Some one handed him a hymn-book open to the hymn. He was not acquainted with any hymns, but it struck him as strange that this one should be about hiding. He accepted the book, as he did all things when he was conscious of his predicament, merely as a mask to keep him from suspicion, and he pretended to sing, although he had never heard the tune before.
“Oh, safe to the Rock that is higher than I,
My soul in its sorrow and anguish would fly;
So sinful, so weary, Thine, Thine would I be;
Thou blest ‘Rock of Ages,’ I’m hiding in Thee!”
Murray Van Rensselaer had never heard of the Rock of Ages except in connection with an insurance company. He did not understand even vaguely the reference, but as his lips formed the words which his eyes conveyed to his brain from the book, his heart seemed to grasp for them, and be saying them in earnest. Hiding! Oh, if there were only some hiding for him! Sinful? Yes, he must be sinful! He had never thought he was very bad in the days that were past, but somehow since he had been in this region where everybody talked about Right and Wrong as if they were personified, and where all the standards of living were so different, it had begun to dawn upon him that if these standards were true, then he personally was a sinner. It was not just his having been responsible for Bessie’s death. It was not even his running away when he found he had killed her. Nor yet, was it his allowing these good people to think he was Allan Murray—a Christian with a long record of good deeds and right living behind him. It was something back of all that—something that had to do with the Power they called God, and with that vague Person they called Jesus, who was God’s Son. It was dawning upon him that he had to do with God! He had never expected that he would ever have anything to do or decide in the remotest way connected with God, and now suddenly it seemed as if God was there all the time, behind everything, and had not been pleased with his relation to life. It seemed that God had been there dealing with him even before he was born into the family of Van Rensselaer. Back of being Van Rensselaer’s child, he was God’s child! His father had bitterly berated him for the way he had misused and been disloyal to the fine old name of Van Rensselaer; how would God speak to him sometime about the way he had treated Him?
“Hiding in Thee! Hiding in Thee!” sang the gathering throng earnestly and joyously, and he shuddered as his lips joined with theirs. Hiding in God! How could he hide in God? It would be like taking refuge in a court of justice and expecting them to protect him from his own sin!
He recalled the first lesson his Sunday-school class had taught him about Saul who was Paul, when a light shined round about him and he met the Lord on the way to Damascus. He had heard more of him since, in sermons, and in the Bible readings, and in his talks with Mrs. Summers. One could not hear a story like that referred to again and again without getting the real meaning into his soul, but never before had it come home to him as a thing that really happened, and that might happen again, as it did while he sat there singing. It seemed to him that he was suddenly seeing the Lord—that for the first time he had been halted in his giddy life and made to see that he was fighting against the Lord God; that his whole life had been a rebellion against the Power that had created him, just as his whole former life at home had been a life apart from the life of the home and the parents who had given him life and maintained him. It was not the square thing at all. He had never thought of it so before. He would not have done it if he had ever thought of it that way. Of course his father had told him in a way—a bitter way, cursed at him, but given him the money to pay for his follies. And he had not been square with his father! He had not been square with the law of the land either! He had broken it again and again, and counted it something for which to be proud when he got away without having to pay a fine. All his life he had run away from fines and punishments. So far as law was concerned he had been many times guilty. And then when one went further and thought about the laws of God, why he did not even know what they were. He had never inquired before until a Sunday-school session had forced the ten commandments to his attention. Of course, he had always heard of the ten commandments, but they had seemed as archaic as the tomb of some Egyptian Pharaoh. He had no notion whatever that anybody connected them with any duties of life today, until Mrs. Summers had discussed the subject briefly one night in that mild impersonal way of hers.

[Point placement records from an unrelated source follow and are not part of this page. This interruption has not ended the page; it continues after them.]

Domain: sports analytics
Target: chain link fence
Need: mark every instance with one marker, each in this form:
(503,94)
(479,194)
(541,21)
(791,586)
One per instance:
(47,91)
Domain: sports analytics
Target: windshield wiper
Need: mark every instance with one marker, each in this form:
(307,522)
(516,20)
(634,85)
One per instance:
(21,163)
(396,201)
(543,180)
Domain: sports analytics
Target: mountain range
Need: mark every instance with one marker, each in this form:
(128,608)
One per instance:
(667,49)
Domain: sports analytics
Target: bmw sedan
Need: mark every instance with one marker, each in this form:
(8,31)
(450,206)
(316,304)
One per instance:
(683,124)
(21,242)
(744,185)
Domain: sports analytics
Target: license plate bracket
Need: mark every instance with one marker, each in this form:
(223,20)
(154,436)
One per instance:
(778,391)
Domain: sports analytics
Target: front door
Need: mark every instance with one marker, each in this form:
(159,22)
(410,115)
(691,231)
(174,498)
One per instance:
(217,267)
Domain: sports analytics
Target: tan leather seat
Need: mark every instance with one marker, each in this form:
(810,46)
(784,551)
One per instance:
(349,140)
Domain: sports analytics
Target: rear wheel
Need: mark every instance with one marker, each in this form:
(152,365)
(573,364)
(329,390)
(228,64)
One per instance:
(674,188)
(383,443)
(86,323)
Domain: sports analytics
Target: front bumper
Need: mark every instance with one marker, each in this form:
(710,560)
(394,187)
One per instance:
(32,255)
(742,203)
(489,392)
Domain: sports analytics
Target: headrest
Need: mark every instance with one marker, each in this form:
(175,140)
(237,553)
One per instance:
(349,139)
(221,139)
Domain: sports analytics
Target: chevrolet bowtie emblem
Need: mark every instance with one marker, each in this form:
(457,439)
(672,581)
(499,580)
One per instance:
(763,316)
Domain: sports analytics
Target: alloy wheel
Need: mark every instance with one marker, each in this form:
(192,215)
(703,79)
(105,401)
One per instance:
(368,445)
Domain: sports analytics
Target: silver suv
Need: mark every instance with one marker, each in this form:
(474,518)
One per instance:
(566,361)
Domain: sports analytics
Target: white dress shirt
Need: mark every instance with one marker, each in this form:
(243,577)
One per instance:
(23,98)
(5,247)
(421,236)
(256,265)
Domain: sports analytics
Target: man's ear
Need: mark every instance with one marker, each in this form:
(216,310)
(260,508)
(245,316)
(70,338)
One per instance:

But now as he sat on that platform, singing those words about a hiding-place for a soul that was sinful and weary, he knew that he ought to have known those commandments. He ought to have found out God’s will for him. He knew that the right name for the state he was in was sin, and he felt an overwhelming burden from the knowledge. He was hearing God’s voice speak to him, “It is hard for thee to kick against the pricks,” and he did not understand it any better than Saul had done as he lay blinded on the way to Damascus.
The singing had ceased, and he realized that he had not yet slipped away. This was to be a devotional meeting. Perhaps during a prayer he might find a better opportunity.